Доктор вымыл руки со спиртом, вернулся в кладовую. Глянул на сейф и вновь подумал о том, что ему совсем недавно сказали ревизоры. Морфин, печать, ключ от хранилища… Вот так дела!
Иван Палыч открыл сейф, проверил склянки — всё на месте, как он оставил днем. Печать, круглая, с гербом больницы, лежала там же, в шкафу, запертом, как всегда. Ключ от шкафа был только у него и у Аглаи. Тогда как появился этот поддельный бланк? Кто-то каким-то образом подделал ключ, чтобы достать печать? Может, выкрал, пока доктор спал, сделал слепок, потом вернул… как в шпионских фильмах.

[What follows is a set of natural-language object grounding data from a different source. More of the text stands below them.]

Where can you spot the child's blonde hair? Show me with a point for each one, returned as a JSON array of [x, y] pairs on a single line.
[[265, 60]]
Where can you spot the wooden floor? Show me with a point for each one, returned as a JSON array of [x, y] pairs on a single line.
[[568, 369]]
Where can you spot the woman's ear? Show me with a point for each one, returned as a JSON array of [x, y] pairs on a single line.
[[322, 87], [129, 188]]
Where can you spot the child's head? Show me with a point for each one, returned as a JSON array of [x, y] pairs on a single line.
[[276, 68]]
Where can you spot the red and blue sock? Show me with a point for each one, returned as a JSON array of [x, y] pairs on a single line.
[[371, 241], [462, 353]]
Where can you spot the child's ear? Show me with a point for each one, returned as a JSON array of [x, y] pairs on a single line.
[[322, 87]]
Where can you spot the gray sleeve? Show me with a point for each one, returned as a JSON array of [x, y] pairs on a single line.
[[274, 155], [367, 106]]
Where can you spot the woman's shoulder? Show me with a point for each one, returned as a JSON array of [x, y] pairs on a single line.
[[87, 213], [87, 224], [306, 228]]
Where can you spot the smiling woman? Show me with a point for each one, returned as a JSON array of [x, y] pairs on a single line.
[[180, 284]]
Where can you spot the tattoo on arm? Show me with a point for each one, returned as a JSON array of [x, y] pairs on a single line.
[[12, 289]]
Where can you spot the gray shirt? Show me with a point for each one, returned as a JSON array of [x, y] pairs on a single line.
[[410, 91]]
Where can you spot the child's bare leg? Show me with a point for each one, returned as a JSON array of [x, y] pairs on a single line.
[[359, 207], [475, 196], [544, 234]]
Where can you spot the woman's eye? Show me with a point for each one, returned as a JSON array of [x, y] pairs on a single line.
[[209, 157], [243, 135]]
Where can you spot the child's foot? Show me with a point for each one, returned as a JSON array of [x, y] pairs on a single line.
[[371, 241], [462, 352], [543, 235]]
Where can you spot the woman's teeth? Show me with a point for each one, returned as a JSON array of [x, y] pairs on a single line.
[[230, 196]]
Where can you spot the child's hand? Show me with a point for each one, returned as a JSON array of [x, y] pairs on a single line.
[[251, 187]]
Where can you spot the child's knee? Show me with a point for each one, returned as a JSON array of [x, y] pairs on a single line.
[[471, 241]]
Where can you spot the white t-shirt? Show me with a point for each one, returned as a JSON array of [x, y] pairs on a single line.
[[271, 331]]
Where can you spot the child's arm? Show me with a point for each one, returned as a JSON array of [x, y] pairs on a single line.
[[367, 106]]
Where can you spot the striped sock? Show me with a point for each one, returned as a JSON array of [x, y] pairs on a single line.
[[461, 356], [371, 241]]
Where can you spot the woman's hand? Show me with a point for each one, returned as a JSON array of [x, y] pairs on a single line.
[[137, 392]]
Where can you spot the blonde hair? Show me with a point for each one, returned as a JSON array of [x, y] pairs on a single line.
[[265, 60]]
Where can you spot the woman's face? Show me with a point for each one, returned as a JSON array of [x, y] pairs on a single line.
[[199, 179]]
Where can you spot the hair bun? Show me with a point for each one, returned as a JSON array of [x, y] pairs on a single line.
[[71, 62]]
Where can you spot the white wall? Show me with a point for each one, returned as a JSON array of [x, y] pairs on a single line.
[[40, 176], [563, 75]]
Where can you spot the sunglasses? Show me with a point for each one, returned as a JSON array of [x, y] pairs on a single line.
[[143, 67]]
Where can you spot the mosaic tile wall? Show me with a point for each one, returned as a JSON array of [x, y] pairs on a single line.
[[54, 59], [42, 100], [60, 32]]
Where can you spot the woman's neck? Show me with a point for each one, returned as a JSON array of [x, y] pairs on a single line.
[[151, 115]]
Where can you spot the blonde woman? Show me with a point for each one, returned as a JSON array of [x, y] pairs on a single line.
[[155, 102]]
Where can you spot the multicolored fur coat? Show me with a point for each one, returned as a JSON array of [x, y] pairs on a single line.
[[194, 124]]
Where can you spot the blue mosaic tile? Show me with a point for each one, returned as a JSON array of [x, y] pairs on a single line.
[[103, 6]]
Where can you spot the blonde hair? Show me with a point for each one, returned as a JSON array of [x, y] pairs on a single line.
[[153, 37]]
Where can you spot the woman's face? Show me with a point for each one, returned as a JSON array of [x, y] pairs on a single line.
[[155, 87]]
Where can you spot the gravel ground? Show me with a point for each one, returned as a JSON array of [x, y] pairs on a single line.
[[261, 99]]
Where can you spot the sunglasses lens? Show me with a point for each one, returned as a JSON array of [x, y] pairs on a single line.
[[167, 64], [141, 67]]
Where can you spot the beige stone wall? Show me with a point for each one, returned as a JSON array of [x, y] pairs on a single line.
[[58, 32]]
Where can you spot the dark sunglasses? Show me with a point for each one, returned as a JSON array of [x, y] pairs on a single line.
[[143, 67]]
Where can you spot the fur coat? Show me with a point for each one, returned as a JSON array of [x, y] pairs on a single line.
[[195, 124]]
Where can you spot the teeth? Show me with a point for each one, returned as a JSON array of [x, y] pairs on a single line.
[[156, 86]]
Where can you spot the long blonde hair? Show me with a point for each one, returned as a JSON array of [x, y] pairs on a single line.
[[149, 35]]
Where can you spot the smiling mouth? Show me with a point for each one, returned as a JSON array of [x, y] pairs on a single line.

Доктор нахмурился. А может, все проще?
Аглая? Его верная санитарка, с веснушками и карими глазами, что кипятила воду, раздавала маски, ухаживала за Ефросиньей? Она знала где лежит ключ, она открывала шкаф, когда он просил достать бинты или йод. Но зачем ей морфин? Отдавала его Субботину? Нет, в это сложно поверить. Чушь какая-то!
Иван Палыч усмехнулся и даже потряс головой, отгоняя кощунственные мысли.
Но факты…
Всё сводилось к ней — к Аглае, у которой был доступ, у которой была возможность. Иван Павлович скривился — осознание этого причиняло ему почти боль.
— Нет, этого не может быть! — прошептал он. — Просто не может быть…
Глава 4
— Здравствуй, Мефодьич, — здороваясь со школьным сторожем, Иван Палыч вежливо приподнял шляпу.
Вообще, шапку давно пора бы носить, но, сейчас, «на выход», лучше уж шляпа. И новое пальто, недавно купленное в магазине готового платья за пятнадцать рублей. Чтоб чиновные «крючкотворы-проверяльшики» видели — доктор никакой вины за собой не чувствует и уважение к себе не потерял.